見出し画像

バブル時代前後の銀行と商社の審査業務の違いを考える!

皆さん、今年のゴールデンウィークは如何お過ごしですか?

さて、本日はバブル経済時代における、銀行と商社の審査業務のあり方の違いについて、簡単に触れてみたいと思います。

ここでは、両者の優劣を述べることをポイントには置いておらず、当時の「リスクの取り方」の違いについて説明することに重きを置いているものであることを、まずはご承知置き下さい。

私が1990年4月に入社した頃の総合商社の審査部では、まだ与信管理業務が主軸であって、今のような大型プロジェクト物主体の投融資案件はまだ申請件数としては僅かで、商品やサービスの売買に軸を置いた与信取引がメインでありました。

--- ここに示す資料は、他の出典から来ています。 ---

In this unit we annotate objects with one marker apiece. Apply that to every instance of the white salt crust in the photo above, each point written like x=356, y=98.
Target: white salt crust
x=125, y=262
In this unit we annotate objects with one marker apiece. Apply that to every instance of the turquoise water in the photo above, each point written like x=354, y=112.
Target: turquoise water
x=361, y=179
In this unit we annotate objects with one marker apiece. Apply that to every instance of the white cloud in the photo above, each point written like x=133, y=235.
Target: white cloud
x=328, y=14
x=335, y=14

懐かしい時代です。

そして同じ債権者の立場に立つ銀行とのせめぎ合いがしばしば起こっている世界でした。ビジネス遂行上、必要な運転資金や設備資金を供与する立場にある銀行がある意味、お金の貸し手としてど真ん中の立場におられて、いつも与信の裏付けとなる不動産担保等は第一順位の担保権設定者として存在していたのでした。

ご存知の通り、バブル経済時代における担保と言えば、当時価格が右肩上がりであった不動産を取得するのがごく当たり前のように行われていた時代でした。

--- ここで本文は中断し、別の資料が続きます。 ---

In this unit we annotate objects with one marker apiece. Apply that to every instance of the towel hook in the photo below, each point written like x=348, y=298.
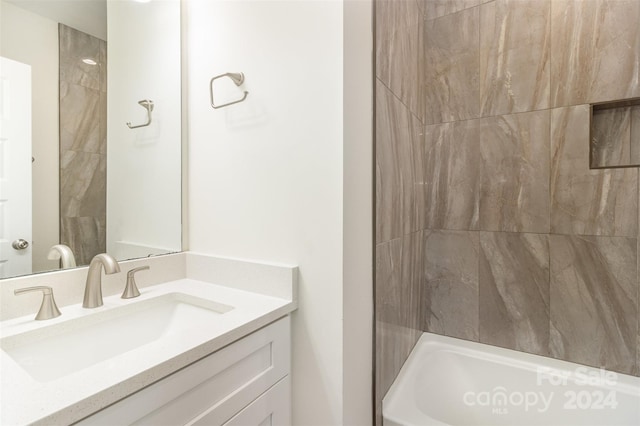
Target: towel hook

そこで、我々商社よりも先順位で銀行(メイン行やサブ行)が不動産担保を付けていることがごく普通であり、その意味では、銀行はほぼフル担保での与信を保証されておりました。

銀行の与信管理は、一言で言えば、フル担保で保全されている世界であり、商社の立場から見て非常に羨ましく思えたのと同時に、それは他方でどこか緊張感に欠けるものにも見えていました。ただ、一度メインバンクの立場になれば、ある意味、対外的には運命共同体的な要素が強くなるわけで、そう簡単に融資を引き上げにくくなるということは十分に理解しておりました。

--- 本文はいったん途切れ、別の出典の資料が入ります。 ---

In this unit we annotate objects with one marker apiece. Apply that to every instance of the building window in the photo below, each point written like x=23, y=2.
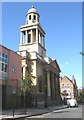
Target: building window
x=40, y=84
x=13, y=68
x=38, y=19
x=2, y=54
x=29, y=17
x=5, y=69
x=2, y=66
x=29, y=38
x=34, y=17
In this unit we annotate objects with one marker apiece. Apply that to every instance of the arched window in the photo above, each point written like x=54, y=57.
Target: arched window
x=34, y=17
x=39, y=84
x=29, y=17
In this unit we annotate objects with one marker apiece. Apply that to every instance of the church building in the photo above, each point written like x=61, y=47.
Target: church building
x=46, y=86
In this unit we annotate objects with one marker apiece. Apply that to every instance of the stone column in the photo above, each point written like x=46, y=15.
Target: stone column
x=44, y=41
x=20, y=37
x=36, y=34
x=23, y=72
x=26, y=39
x=39, y=38
x=48, y=83
x=31, y=37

また、銀行は、立場上、毎月の「月次試算表」を入手できる立場にあり、与信先の業況推移について詳細をタイムリーに把握できる立場にいたことになります。この点でも商社は、大きく劣後した立場におりました。年次決算につきましても、税務申告書付き諸勘定明細を入手されたいたものと推察します。

通常、商社は、第二順位以降での不動産担保の取得に留まることになるので、フル担保というケースはごく稀で、机上評価の世界ではありますが、常に一定のリスクを背負っての与信取引を行っておりました。

斯様に、同じ与信管理の世界にいても、明らかに銀行と商社では「リスクの取り方」が異なっておりました。ただ、このことが審査マンとしての実力養成に貢献してくれたことは間違いありませんでした。

商社の与信管理は、常に「リスク・リターンの発想」の下で行わざるを得ず、ある意味、最初からリスクを取ることを前提にした与信管理を実施していたことを今になって痛感しています。常に、緊張感の中で、与信取引の可否を判断することは、審査マンとしては大きな腕の見せ所になるとも確信しました。

与信先の信用力に応じて、マージン率(取扱利益率)を上下させることは当然のこととして、同時に、実際の担保価値があるかどうかは別にして、不動産担保以外の様々な担保・保証を取得することも模索しつつ、必要に応じて、営業部と共に訪問調査を積み重ね、与信先の実態・動向把握に努めておりました。

時はバブル経済崩壊後の銀行業界の変遷は、皆さまもご存知の通りかと思いますが、与信を実行した時には担保価値がフルに見込まれていた不動産評価額は、バブルの如く、軒並み消失して大きく下落する事態に直面し、銀行がフル担保と確信していた担保価値が大きく毀損し、与信先の破綻と共に、銀行でも焦付が多発することになったのでした。

勿論、当時、商社も多くの貸倒損失を蒙りましたが、基本的にはどれも納得感のある引っ掛かりが中心でありました。与信管理の判断において、担保取得を前提にした与信供与を実施してこなかった商社は、常にリスクに晒された中での与信管理を実施してきたわけであり、リスクリターンの発想の下で、与信先の信用状態に応じてメリハリの効いた管理を励行し、取引撤退の際の逃げるスピードも実に早かったと自覚しております。

「担保は与信を生まず」、この名言を実感したバブル崩壊時の与信管理の世界でした。